Paying off student loans can be one of the biggest financial hurdles college students face. There are 44 million Americans paying off student loans that add up to a whopping $1.4 trillion of debt. And with college tuition soaring, the average student will leave school with over $37,000 in debt after graduation.
To get on top of your debt and begin paying off your loans, it’s important to have a plan, according to Joanne Bradford, chief marketing officer of financial services company SoFi.com . Bradford laid out her five must-haves for building a student loan strategy.
#1: Know what you owe
Bradford says that most people have no idea how much they need to pay, and that can hurt them down the line.
“Most people don’t really ever think about it; they don’t want to look at it,” Bradford said. “You need to tackle your student loan debt. It can’t stifle you or make you feel overwhelmed—it’s easy to get it under control.”
Bradford recommends using a student loan calculator , which can help you determine your student loan balance and how much you should be paying each month.
#2: Understand your loan terms
You may have taken out multiple loans to pay for tuition, and they may have different terms, payment schedules or interest rates.
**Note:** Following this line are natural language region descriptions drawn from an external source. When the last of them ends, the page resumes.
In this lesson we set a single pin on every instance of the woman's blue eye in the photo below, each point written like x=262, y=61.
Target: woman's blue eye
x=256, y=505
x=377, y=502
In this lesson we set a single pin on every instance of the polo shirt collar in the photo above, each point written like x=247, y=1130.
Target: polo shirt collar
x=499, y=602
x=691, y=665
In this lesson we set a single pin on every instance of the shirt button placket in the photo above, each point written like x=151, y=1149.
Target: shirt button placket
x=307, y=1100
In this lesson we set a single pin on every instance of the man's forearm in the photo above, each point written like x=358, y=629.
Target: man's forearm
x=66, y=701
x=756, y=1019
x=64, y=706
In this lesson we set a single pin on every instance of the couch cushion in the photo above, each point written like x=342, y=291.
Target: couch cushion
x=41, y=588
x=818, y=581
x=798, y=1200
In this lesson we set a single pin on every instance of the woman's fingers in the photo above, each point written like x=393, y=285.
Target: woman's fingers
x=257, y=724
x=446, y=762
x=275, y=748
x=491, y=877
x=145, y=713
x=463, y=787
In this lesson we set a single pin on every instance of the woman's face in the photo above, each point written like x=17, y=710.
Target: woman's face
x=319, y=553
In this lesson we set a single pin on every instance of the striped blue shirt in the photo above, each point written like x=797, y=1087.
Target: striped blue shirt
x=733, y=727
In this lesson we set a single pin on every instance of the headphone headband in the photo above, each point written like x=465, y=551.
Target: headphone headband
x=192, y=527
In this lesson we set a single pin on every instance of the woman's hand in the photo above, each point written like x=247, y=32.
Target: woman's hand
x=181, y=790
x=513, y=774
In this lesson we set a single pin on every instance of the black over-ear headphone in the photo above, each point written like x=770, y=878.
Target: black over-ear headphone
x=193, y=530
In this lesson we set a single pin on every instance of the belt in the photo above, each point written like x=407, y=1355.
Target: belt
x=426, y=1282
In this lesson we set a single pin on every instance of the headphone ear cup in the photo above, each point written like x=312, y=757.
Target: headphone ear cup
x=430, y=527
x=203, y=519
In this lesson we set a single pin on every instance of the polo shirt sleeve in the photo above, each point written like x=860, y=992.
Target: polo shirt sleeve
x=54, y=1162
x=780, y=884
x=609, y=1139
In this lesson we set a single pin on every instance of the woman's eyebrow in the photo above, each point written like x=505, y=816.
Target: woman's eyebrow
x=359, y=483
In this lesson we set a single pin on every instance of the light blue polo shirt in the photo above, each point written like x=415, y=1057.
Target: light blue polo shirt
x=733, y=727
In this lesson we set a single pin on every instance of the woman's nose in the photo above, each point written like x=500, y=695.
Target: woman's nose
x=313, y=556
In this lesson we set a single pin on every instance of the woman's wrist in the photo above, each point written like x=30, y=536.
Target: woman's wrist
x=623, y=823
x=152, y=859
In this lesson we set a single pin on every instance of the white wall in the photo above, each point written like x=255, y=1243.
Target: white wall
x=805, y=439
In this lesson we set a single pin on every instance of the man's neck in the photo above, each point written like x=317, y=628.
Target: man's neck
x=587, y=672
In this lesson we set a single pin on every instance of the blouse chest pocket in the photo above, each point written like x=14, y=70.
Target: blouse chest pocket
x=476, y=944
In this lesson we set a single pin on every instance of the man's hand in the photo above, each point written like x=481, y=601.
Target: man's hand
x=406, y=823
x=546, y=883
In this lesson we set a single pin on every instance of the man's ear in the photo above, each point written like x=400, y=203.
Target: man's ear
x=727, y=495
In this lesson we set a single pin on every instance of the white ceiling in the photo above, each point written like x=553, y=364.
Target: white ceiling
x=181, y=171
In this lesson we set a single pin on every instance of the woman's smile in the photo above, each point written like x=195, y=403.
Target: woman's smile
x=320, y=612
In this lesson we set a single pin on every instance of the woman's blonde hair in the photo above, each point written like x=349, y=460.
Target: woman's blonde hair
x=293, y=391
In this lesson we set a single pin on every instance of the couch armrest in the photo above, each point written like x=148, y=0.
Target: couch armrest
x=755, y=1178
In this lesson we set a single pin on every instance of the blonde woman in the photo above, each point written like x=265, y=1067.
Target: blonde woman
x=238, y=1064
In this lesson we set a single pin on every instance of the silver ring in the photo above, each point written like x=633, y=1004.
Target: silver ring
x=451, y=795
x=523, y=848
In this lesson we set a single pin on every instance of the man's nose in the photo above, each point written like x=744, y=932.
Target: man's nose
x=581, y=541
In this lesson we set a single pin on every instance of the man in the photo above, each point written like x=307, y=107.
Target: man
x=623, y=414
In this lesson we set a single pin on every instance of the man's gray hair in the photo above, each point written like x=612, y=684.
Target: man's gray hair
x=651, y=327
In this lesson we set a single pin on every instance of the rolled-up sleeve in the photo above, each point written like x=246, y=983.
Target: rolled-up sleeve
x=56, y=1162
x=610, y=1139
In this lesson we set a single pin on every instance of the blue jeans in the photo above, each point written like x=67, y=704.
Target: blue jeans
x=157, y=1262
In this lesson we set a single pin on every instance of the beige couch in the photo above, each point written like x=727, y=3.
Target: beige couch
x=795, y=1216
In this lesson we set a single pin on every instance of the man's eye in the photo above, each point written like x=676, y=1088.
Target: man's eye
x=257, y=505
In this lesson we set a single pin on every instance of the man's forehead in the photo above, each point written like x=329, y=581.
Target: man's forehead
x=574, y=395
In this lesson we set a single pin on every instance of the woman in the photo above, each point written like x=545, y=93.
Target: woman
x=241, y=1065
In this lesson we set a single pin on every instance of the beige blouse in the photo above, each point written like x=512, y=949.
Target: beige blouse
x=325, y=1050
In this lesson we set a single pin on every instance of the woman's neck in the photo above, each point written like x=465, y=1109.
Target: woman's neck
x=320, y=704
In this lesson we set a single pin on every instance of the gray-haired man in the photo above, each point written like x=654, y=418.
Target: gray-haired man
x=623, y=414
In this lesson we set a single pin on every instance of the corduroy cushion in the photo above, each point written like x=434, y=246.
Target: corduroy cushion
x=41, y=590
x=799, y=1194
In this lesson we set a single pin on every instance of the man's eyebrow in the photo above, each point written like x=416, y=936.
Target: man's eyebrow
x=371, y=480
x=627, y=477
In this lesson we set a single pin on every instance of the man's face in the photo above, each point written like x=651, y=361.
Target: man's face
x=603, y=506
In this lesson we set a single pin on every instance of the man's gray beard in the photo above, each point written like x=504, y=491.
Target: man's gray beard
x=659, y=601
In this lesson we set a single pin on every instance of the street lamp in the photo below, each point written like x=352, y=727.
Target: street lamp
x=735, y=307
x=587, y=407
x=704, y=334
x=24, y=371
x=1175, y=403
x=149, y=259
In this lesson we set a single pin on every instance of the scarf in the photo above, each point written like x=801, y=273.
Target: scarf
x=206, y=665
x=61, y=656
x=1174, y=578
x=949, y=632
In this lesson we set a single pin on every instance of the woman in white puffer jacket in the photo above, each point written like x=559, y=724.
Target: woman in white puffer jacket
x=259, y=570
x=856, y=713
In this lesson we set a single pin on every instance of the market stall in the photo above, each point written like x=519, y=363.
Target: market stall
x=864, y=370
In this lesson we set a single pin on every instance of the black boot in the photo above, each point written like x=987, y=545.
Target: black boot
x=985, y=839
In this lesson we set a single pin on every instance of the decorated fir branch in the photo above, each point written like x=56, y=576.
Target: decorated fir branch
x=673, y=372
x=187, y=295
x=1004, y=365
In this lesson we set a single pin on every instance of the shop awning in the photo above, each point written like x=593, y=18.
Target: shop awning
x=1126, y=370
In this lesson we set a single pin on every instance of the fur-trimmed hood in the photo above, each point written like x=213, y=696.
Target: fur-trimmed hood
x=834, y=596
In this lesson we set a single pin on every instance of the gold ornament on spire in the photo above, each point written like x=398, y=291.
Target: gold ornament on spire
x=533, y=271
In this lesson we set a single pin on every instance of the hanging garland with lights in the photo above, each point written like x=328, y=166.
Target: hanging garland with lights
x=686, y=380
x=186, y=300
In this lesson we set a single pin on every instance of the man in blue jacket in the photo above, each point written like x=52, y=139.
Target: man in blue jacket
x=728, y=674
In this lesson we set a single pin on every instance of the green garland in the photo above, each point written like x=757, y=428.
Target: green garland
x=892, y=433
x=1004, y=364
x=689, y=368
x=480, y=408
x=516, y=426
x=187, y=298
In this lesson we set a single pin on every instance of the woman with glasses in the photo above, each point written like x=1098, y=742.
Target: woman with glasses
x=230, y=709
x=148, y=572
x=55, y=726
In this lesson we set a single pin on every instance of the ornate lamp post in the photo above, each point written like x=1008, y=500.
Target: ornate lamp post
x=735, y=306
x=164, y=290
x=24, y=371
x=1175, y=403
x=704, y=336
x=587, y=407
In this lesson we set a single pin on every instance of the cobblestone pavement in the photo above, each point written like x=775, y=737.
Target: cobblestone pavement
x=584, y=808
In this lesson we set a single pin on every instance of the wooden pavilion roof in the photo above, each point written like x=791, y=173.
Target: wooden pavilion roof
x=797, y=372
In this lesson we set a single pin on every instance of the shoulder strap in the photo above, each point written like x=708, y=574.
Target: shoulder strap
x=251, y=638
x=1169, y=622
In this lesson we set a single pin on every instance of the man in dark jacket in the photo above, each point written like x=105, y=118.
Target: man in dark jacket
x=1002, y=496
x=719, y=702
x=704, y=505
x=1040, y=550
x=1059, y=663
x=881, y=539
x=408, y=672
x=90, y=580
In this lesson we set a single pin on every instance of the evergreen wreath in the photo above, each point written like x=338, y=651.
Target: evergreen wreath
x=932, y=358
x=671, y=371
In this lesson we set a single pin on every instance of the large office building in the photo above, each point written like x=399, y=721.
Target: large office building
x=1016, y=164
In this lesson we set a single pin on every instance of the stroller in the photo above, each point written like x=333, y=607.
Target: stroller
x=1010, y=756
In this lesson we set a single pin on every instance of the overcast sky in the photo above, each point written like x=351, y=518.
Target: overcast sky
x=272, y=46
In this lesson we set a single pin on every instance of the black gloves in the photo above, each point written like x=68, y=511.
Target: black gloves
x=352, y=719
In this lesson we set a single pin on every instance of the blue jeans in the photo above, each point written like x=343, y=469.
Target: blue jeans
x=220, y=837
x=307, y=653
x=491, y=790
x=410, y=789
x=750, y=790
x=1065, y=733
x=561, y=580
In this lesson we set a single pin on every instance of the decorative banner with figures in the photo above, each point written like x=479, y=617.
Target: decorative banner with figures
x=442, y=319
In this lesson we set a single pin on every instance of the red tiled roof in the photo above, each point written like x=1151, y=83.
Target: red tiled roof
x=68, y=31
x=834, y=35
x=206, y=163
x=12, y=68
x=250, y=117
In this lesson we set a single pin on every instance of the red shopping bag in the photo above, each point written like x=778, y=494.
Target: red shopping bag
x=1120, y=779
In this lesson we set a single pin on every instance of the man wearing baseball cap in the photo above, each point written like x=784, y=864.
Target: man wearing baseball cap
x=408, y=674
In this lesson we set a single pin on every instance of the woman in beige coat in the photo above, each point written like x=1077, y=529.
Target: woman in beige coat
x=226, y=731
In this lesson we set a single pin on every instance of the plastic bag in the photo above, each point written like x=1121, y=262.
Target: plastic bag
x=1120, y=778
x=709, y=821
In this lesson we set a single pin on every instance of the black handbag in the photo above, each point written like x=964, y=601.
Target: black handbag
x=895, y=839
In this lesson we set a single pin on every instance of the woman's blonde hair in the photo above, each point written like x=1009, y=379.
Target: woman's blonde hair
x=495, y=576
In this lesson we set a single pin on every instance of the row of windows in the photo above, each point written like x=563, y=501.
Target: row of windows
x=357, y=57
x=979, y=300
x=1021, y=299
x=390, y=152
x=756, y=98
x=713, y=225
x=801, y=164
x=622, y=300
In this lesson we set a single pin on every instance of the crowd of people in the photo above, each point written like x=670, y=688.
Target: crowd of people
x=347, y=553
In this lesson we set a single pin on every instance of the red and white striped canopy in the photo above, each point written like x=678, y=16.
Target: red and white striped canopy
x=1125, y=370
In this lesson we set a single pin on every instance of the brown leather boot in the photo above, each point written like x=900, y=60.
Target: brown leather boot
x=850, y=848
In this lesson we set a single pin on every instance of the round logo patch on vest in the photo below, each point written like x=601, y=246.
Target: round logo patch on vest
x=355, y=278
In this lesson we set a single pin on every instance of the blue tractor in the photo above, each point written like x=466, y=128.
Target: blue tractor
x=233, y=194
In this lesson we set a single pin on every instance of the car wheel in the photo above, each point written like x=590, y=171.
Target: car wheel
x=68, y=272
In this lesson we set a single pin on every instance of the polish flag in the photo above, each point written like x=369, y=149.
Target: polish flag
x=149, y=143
For example, Federal loans have fixed interest rates, which means the interest rate will stay the same for the entirety of your loan. The Federal Reserve raised the interest rate in 2017 to 4.45% for undergraduate student loans and 6-7% for graduate student loans. You have ten to 25 years to pay off your federal loans in full.
Private loans have fixed or variable rates. Variable rates mean the interest may fluctuate throughout the course of your repayment, and the length of repayment can vary depending on your lender.
“You should start with how much you owe, what the interest rates are, and how long it’s going to take you to pay off,” Bradford said. “I think you really have to have a budget, a plan and then really know what you’re willing to sacrifice.”
#3: Know your earning potential
Bradford says you should consider your future career when you think about how you want to tackle your student loan debt.
“You should really understand your worth in the marketplace by knowing what your first job is and how much you’re going to make. What will your career choice pay for?” Bradford said.
Bradford says not understanding the connection between what you will make in your career and what you owe will affect you for the rest of your life.
“Think about what job you’re in: what kind of company you work for, what you’re going to be paid, what the future success of the company is,” Bradford said. “I don’t think that people really do enough homework on those kind of things because it then has a ripple effect into everything else you do.”